Стр. 691, 20 строка. В рукописи: в четвертой книге ‘Русской беседы’,— [объясним только читателям, вероятно уже забыв] [надобно только объяснить читателям, в чем дело. Когда явился первый нумер ‘Русской беседы’, ‘Современник’ старался объяснить, что в существенных, положительных вопросах,— например, в вопросе о потребности больше и лучше и большему числу людей учиться, нежели сколько людей ныне учатся и на сколько учатся и т. д., и т. д. — что во всех этих существенных вопросах между славянофилами (образованными) и всеми другими образованными людьми нет разногласия] [гораздо менее разноречия, нежели] [, а начинается разногласие только тогда, когда речь пойдет об отвлеченных вопросах, имеющих довольно мало важности, лишь бы только в тех, главных и живых, вопросах было согласие],— автор письма выражает
Стр. 693, 13 строка. В рукописи: интересных фактов. [Если <бы> славянофильство ограничивалось пламенным сочувствием к судьбам западных славян, конечно все образованные люди должны были бы называться славянофилами). Этот перечень.
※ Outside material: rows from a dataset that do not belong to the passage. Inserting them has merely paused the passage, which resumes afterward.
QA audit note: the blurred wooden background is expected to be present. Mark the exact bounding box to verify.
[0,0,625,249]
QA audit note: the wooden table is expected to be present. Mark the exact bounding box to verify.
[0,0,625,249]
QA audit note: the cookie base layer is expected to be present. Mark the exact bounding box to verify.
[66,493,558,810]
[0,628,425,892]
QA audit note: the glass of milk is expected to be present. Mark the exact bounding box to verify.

Стр. 693, 17 строка. В рукописи: много дельных страниц. [Вообще, кто захочет беспристрастно вглядеться в ‘Русскую беседу’, найдет в ней много хорошего, особенно по специальным вопросам.] Вообще, кто захочет
Стр. 694, 6 строка. В рукописи: говорит не в шутку. [Извольте слушать]. Возможно ли читать без смеха
Фраза, заключенная нами в скобки, является карандашной поправкой И. И. Панаева.
После нее зачеркнута карандашная пометка Н. Г. Чернышевского: ‘Набирать боргесом из ‘Русской беседы’ No 11 Смесь, стр. 91—93 от X до ХХ’. [Как вам это нравится?] Возможно ли читать без смеха Стр. 694, 22 строка. В рукописи: публика стала бы хохотать над западниками? [‘Русская беседа’ отыскала г. Великосельцева, мы также мо<жем?>] [Но западники этого не делают,— невежда не может] [их нельзя подкупить словами: цивилизация, западная образованность и т. д., если эти слова употребляются невежд<ами>]. [Они не так ослеплены, чтобы провозглашать. своим союзником невежду, не имеющего ни о чем понятия, только за то, что этому невежде вздумалось играть словами: цивилизация, западная образован<ность]>]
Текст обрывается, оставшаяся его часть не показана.